I would go back and get involved in every part from the beginning because it feels awful to have to carry the load on your own and realise that there are things about your business that you don’t understand. Don’t let anybody know anything about your business that you don’t.
What is your favourite aspect of being an entrepreneur?
There are many good things about being an entrepreneur. It gives you the freedom to be creative and gives you an opportunity to learn your limits. Being an entrepreneur also gives you an immense sense of accomplishment. It is such a moment of pride to hold a product in your hands that you have made, branding that you have designed and for a business that you own.
But without a doubt, the best thing about being an entrepreneur is the feedback from customers. When you are creating something and pouring over the tiny details of the font on the packaging, the design of the website, it comes from being passion led. It comes from wanting to create a range that your customers will enjoy. When you have worked so incredibly hard for over 2 years, getting positive feedback makes every turn in the journey worth it.
What is your LEAST favourite aspect of being an entrepreneur?
The hardest thing about being an entrepreneur is that there is no blueprint to success. It takes everything you’ve got to be successful; all of your creativity, all of your problem solving abilities, all of our patience, all of your resolve, strength, time, sleep, money! It takes absolutely everything you’ve got and you need to give it everything every day. This aspect, and I cannot overstate this, is incredibly hard.
What books, podcasts or other resources have inspired and influenced your business journey?
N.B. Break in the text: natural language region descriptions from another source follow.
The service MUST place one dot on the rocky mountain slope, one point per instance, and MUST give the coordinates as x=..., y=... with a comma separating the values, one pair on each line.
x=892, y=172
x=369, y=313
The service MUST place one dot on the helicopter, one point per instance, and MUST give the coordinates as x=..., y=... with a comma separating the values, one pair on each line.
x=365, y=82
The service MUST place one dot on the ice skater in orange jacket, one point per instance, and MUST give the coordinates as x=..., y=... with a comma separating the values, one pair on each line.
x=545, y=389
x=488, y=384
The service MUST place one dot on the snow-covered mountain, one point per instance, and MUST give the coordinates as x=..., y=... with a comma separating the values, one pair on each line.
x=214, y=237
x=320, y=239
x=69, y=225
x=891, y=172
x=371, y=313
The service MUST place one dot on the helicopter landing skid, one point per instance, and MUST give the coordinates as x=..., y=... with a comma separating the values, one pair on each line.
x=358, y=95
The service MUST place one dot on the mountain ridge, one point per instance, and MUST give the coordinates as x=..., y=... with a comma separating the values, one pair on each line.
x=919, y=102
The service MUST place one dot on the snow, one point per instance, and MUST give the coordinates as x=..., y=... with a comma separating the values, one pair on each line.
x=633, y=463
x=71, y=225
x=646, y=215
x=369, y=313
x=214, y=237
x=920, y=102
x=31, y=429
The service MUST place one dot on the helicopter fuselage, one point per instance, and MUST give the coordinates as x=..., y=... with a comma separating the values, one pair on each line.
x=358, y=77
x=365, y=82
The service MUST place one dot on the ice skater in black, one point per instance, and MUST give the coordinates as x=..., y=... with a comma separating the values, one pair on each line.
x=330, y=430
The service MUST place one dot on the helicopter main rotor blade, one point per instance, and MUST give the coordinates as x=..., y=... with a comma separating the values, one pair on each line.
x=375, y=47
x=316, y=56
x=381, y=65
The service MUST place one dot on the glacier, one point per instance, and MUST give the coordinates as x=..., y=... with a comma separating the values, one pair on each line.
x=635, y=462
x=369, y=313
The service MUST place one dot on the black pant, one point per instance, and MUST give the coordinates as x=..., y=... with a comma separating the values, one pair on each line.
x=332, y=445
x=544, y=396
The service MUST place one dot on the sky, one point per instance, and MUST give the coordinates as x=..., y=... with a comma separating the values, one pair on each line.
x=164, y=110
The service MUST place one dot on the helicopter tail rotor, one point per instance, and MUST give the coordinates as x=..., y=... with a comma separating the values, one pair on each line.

About three years ago I started listening to the podcast How I Built This and it revolutionised my thinking. I think the reason people don’t think about starting a business is because they look at the whole journey and think that it all needs to be done in a day.
Having listened to those founders’ stories, I realised that the super power that they all possessed was that they just didn’t give up. The story that spoke to me the most was hearing that James Dyson was tinkering in his garden shed with not a lot of money for years and there were so many that were so similar.
So many businesses started with very little money, that almost fell apart, that had no buyers, no backers and on and on but it was the singularity of the founders’ vision that brought them through.
At the end of every episode of ‘How I Built This’, is a segment called ‘How You Built That’ and this showcases ordinary people with an idea and talks about who they are, what they do and how they got started. So many of them sounded like me. People with a day job but with an idea that they could not stop thinking about. It makes you think ‘Let me just try. Let me try.’
Since discovering ‘How I Built This’, I have also listened to Without Fail. Hearing that other people sometimes get tired and frustrated and fail and also have painful co-founder stories makes you feel like you are not alone when you live through these things too.
Where do you see your business 2-3 years from now?
In 2 – 3 years I would love to see the business expand and stocked countrywide. We already have in place some brand expansion plans including more date butter varieties but also a range of other chilled and pantry products. I hope to have a team of talented people around me supporting my business and vision; people who are experts in their fields and who can advise me and bring their knowledge to what I hope will be one of the most exciting food companies on the scene.